Practice/Microsoft/Design a Distributed Linked List System

Design a Distributed Linked List System

System DesignMust

Problem Statement

Design a distributed system for a collaborative document editor similar to Google Docs or Notion, where multiple users can simultaneously edit the same document and see each other's changes in real time. The system must handle thousands of concurrent editors on popular documents, resolve conflicting edits without losing user intent, and maintain a consistent view across all clients even during network partitions or server failures.

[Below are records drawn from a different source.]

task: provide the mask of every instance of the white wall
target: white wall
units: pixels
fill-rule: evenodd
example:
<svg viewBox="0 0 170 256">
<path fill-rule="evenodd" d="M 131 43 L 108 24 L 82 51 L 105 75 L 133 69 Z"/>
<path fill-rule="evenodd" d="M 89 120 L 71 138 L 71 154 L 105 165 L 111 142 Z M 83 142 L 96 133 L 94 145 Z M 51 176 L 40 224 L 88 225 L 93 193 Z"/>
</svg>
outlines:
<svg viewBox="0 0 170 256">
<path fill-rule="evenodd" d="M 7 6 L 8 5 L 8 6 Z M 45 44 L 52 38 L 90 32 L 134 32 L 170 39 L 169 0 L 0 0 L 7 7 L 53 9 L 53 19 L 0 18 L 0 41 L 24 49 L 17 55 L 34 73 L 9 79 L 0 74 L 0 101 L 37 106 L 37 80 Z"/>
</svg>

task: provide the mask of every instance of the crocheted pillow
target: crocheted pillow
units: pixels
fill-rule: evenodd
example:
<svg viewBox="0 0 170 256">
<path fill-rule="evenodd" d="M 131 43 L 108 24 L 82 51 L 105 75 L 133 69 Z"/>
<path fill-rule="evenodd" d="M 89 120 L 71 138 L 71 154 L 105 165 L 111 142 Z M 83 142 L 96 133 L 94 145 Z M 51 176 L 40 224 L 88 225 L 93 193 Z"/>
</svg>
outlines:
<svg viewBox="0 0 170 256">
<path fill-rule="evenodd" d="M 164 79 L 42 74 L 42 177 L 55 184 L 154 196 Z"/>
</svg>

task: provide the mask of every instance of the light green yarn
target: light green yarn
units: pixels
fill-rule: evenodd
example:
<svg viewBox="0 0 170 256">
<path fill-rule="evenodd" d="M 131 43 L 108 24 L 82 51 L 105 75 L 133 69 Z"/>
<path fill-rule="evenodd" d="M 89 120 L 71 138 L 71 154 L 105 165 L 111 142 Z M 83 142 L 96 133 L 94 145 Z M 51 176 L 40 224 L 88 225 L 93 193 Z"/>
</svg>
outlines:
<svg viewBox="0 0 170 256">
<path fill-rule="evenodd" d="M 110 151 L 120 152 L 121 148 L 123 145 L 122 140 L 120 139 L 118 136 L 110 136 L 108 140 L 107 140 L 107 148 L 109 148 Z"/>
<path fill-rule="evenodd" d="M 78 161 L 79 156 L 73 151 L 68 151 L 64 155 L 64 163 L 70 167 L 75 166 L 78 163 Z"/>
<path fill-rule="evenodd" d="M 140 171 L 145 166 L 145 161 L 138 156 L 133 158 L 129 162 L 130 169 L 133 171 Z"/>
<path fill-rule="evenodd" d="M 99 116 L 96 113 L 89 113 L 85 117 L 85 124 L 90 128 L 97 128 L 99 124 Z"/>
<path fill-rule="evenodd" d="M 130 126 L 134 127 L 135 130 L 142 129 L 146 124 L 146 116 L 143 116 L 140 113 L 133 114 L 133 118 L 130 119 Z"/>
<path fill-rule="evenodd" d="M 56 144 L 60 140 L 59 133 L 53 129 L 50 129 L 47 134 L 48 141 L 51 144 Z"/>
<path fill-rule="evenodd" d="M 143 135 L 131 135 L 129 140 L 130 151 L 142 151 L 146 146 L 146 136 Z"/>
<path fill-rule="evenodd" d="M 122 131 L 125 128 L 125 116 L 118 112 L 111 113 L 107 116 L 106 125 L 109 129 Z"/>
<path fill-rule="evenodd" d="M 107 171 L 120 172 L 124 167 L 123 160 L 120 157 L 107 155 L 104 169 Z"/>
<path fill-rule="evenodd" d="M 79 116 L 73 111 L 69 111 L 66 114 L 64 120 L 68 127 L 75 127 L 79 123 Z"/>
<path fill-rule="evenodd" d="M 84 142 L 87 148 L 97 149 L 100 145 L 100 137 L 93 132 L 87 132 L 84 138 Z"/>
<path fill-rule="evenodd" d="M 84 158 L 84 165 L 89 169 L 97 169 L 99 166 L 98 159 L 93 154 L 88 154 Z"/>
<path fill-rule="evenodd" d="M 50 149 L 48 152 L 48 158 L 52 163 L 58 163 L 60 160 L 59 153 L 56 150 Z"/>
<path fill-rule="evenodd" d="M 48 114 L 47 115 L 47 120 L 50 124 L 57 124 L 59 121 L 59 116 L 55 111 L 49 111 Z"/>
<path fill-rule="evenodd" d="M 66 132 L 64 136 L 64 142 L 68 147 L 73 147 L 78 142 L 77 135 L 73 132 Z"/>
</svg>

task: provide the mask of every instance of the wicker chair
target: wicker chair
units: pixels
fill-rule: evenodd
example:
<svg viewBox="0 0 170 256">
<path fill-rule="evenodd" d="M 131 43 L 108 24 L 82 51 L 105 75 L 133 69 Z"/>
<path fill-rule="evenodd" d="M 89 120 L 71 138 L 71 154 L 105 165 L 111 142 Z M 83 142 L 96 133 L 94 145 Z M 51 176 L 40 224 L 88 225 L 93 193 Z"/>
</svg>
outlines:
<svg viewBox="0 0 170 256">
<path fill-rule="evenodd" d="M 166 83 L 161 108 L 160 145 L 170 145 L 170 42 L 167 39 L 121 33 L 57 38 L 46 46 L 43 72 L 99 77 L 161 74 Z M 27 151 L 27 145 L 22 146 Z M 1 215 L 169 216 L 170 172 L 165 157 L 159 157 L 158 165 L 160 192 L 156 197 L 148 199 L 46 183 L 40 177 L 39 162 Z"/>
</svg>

The core challenge lies in achieving both low-latency updates (users expect to see changes within milliseconds) and strong eventual consistency (all replicas must converge to the same state). Your design must handle operational transforms or conflict-free replicated data types (CRDTs), broadcast changes efficiently, persist document state reliably, and provide features like presence indicators, cursor positions, and revision history.

Key Requirements

Functional

Real-time collaborative editing -- multiple users can edit the same document simultaneously with changes appearing to others within 100-200ms
Conflict resolution -- concurrent edits at the same position must be resolved deterministically without losing user intent
Presence and awareness -- users can see who else is viewing or editing the document and where their cursors are located
Document persistence -- all changes must be durably stored with complete revision history for rollback and audit
Rich text support -- handle formatted text including bold, italic, lists, headings, and embedded media with proper CRDT semantics

Non-Functional

Scalability -- support 10M active documents with up to 500 concurrent editors per popular document
Reliability -- 99.95% availability with no data loss; graceful degradation during network partitions or server failures
Latency -- p99 edit propagation under 200ms; document load time under 500ms for documents up to 10MB
Consistency -- strong eventual consistency where all clients converge to identical state; causal ordering of operations

What Interviewers Focus On

Based on real interview experiences, these are the areas interviewers probe most deeply:

1. Conflict Resolution Strategy

The heart of any collaborative editor is how it handles concurrent, conflicting edits. Interviewers want to see if you understand the difference between Operational Transformation (OT) and Conflict-free Replicated Data Types (CRDTs), and can reason about their tradeoffs.

Hints to consider:

OT requires a central server to serialize operations but offers simpler client logic; CRDTs allow peer-to-peer sync but require more complex data structures
Character-level CRDTs like Yjs or Automerge use position identifiers that grow over time and need periodic compaction
Consider how deletions interact with concurrent insertions at the same position, and how to preserve user intent
Version vectors or Lamport timestamps help establish causal ordering of operations across distributed clients

2. Broadcasting and Connection Management

With hundreds of concurrent editors, naive broadcast strategies (sending every keystroke to every user) will overwhelm the network. Interviewers expect thoughtful discussion of batching, throttling, and connection topologies.

Hints to consider:

WebSocket connections allow bidirectional streaming but create server load; consider connection pooling and load balancing strategies
Batch operations over short windows (50-100ms) to reduce message volume while maintaining responsiveness
Use presence channels or pub/sub patterns to broadcast changes only to active editors of a document
Implement exponential backoff for reconnection attempts and queue operations locally during temporary disconnections

3. Storage and Durability Model

Documents must be persisted efficiently while supporting fast reads, incremental updates, and complete history. The choice between storing full snapshots versus operation logs has profound implications for performance and storage cost.

Hints to consider:

Store periodic snapshots (e.g., every 100 operations) plus incremental operation logs to balance read performance and storage growth
Use append-only logs for operations to ensure durability and enable easy replication; operations are immutable once committed
Consider blob storage for large media embeddings referenced by document structure, not inline
Partition documents by ID for horizontal scaling; hot documents may need dedicated shards or caching layers

4. Handling Scale and Hotspots

Popular documents with hundreds of simultaneous editors create hotspots that can overwhelm single servers. Interviewers look for strategies to distribute load while maintaining consistency guarantees.

Hints to consider:

Employ a hierarchical broadcast topology where edge servers fan out changes to clients, reducing load on the origin server
Cache document state at edge locations with invalidation on writes; eventual consistency is acceptable for read-heavy viewers
Rate-limit operations per user to prevent abuse while allowing legitimate fast typing (e.g., 100 ops/second per user)
Use separate infrastructure for presence/cursors (ephemeral, high-frequency updates) versus document edits (durable, lower frequency)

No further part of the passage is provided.